Running minimal rear wing is probably optimal for single-lap pace around Monza, though it invariably brings with it a tyre wear penalty over the bigger wings chosen by most of the others. Red Bull, very confident of the RB19’s underlying pace and chasing a championship – and the consecutive win record along the way – optimised their car for race day with a significantly bigger rear wing than Ferrari.
That brought with it a small lap time penalty in qualifying, and in combination with Ferrari’s qualifying-favouring choice, brought the two cars extremely close together on Saturday, enough for Carlos Sainz to take pole by 0.013s from Verstappen.
There was a strategic complication associated with the skinny wing, however. The fastest way to run the race is invariably with a one-stop strategy, because the pit lane loss is unusually big at around 25s, and the tyre degradation – the amount of performance the tyre loses with mileage – is low. But you can only pull off the one-stop strategy if your tyre wear allows you to.
Tyre degradation might be low, but tyre wear – how much tread is used – can be uncomfortably high, especially if you are running light on downforce. Degradation and wear are completely different tyre limitations. Depending upon the particular demands of a circuit, you can have very little performance loss right up until the time you run out of tread. Alternatively, you can have massive performance loss but still lots of tread left.
Around Monza, it’s inevitably wear which dominates. Last year, it was wear of the left-front which forced Ferrari onto the slower two-stop strategy after Charles Leclerc had set pole, losing him the race to Verstappen. A two-stop brings with it a theoretical race time penalty of around 15s. Ferrari were keen to stay on the one-stop this time, if at all possible.
Sainz was up for giving it a try, but a radio message from Verstappen to his team as he followed the Ferrari in the early laps sounded ominous. “He’s starting to slide a bit, so all good.” It was true. The Ferrari’s rear was sliding noticeably as Sainz tried to keep up a pace to stay ahead of the Red Bull. The higher temperatures of race day had shifted the tyre wear limitation from the front to the rear.
READ MORE: What the teams said - Race day in Italy
The Ferrari’s strong straight-line speed was allowing Sainz to keep himself clear of the Red Bull in all the potential passing places, even though it was clear that the grippier Red Bull would easily pull away if Verstappen could find a way past. Sainz’s task was to maintain this situation until he’d pulled out enough of a gap over the field to drop into as the pit stop window opened, thereby protecting himself from a Verstappen undercut. He couldn’t get that far.
By Lap 12, the rear tyres were running out of tread and Sainz could feel the sudden loss of grip. Eventually he locked up into Turn 1, compromising his line through there and allowing Verstappen to get a better exit and thereby bring himself alongside – and on the inside – for the following Roggia chicane.
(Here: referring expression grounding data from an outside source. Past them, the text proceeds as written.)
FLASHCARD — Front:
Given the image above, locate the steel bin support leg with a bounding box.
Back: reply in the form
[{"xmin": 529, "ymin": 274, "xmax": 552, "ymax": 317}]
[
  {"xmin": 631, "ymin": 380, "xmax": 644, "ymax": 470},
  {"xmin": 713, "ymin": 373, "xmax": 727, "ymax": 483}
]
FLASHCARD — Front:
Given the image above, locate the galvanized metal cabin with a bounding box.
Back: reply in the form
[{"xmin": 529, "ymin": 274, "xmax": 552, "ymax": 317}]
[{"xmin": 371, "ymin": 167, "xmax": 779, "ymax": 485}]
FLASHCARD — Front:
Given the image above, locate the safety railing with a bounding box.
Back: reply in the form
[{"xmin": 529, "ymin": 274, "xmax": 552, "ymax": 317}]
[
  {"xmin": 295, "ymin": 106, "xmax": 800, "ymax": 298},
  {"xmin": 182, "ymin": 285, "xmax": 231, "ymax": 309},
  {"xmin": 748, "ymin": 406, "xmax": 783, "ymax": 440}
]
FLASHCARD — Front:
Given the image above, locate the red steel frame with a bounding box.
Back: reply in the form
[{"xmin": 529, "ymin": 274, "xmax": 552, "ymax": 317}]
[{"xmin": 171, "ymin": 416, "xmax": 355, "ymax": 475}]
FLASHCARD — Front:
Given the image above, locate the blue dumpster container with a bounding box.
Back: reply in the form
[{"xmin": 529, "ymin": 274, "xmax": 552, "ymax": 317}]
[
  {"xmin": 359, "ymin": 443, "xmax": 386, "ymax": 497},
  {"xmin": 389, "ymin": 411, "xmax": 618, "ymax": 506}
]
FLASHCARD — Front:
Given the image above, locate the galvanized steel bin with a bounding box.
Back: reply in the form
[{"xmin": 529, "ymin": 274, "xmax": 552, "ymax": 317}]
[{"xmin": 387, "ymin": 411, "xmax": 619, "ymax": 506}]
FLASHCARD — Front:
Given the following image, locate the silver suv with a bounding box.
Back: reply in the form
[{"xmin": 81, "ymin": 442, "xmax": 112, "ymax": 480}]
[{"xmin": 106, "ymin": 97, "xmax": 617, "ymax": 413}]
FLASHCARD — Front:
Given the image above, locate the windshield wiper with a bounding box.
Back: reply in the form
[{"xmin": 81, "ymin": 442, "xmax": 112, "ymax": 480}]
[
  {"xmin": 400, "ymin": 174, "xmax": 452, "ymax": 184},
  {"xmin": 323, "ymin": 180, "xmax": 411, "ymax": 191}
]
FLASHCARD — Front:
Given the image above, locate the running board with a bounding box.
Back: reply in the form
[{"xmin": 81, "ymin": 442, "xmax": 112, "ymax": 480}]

That was on Lap 15, and from there Verstappen cantered home to his new all-time wins record. Sainz later had his hands full trying in vain to fend off the other Red Bull of Sergio Perez. All this battling had left him running out of rear rubber at the end of the race as he tenaciously fought with team mate Leclerc to claim the final podium slot.
“Once Max had passed, I couldn’t even use DRS from him to ease the strain on the tyres,” explained Sainz, “because he was gone as soon as he passed. Sometimes you can manage the tyres a bit better if you get DRS because they pull you on the straight and then you can control the exits and the traction and the medium-to-high speed a bit more.
“Today I never really had the chance to feel that, and I had to push quite a lot in the corners, to try and keep that gap and defend into Turn 1, and in the end, it was just never possible for me to manage those tyres. It nearly cost me the podium.
“It did feel more like a two-stop than a one-stop. In the end, we committed to a one-stop because that's what our numbers suggested before the race but honestly, I was probably five laps short in each of the stints. The last four laps I did on the medium, I did it with zero rubber left. And the last five I did with the hard, I did them with zero rubber left. That's why I was sliding around so much. For me, a one-stop was very tight and very on the limit.”